Nationwide's access to ECB liquidity cut due to tougher guidelines
Irish Nationwide's access to ECB liquidity has been cut back even further as the building society, now part of Anglo Irish Bank, increases its reliance on local Irish Central Bank sources instead.
The lender has securitised a large pool of Irish mortgages which until recently were eligible collateral for liquidity from the ECB.
However, the Frankfurt-based bank now needs a second credit rating for any collateral it takes, leaving the lender reliant on the Irish Central Bank.
It has also emerged that Irish Nationwide has been forced to substitute €62m of mortgages in the pool due to the high level of arrears.
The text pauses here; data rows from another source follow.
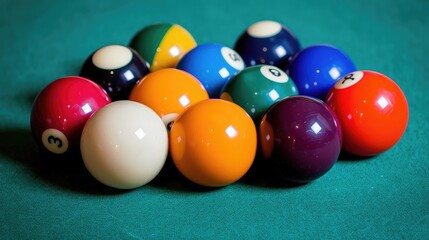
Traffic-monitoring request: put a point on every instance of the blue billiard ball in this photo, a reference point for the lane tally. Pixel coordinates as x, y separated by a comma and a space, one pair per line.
213, 65
267, 42
316, 69
116, 69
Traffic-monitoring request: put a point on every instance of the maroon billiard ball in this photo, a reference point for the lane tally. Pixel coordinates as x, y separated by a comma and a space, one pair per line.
301, 138
116, 68
61, 110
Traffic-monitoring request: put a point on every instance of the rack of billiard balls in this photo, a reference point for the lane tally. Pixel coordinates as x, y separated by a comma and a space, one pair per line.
212, 108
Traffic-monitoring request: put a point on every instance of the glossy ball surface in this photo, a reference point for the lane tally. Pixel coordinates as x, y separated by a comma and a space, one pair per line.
267, 42
124, 145
116, 68
317, 68
162, 44
61, 109
213, 65
301, 138
213, 142
256, 88
168, 92
372, 109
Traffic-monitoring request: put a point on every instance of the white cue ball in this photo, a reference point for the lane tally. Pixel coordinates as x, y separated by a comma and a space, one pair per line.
124, 145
Under an agreement struck when the original loans were securitised, loans with persistent arrears must be replaced with good loans which are up-to-date.
The pool of mortgages was securitised -- effectively packaged up for investors -- in 2009 at the height of the financial crisis.
Two sets of notes were issued to investors who are entitled to repayments paid by mortgage holders.
As of March of 2010 more than 6pc of the mortgages in the pool were in arrears.
In August the Irish Independent reported that Anglo Irish (now IBRC) had ordered a review of the Irish Nationwide mortgage book.
Anglo wants to sell the book in the "medium term" as part of its overall attempt to shrink its own balance sheet.
The INBS loan book is worth €1.94bn, with €1.4bn in ordinary residential loans and the rest of the mortgages held by buy-to-let investors.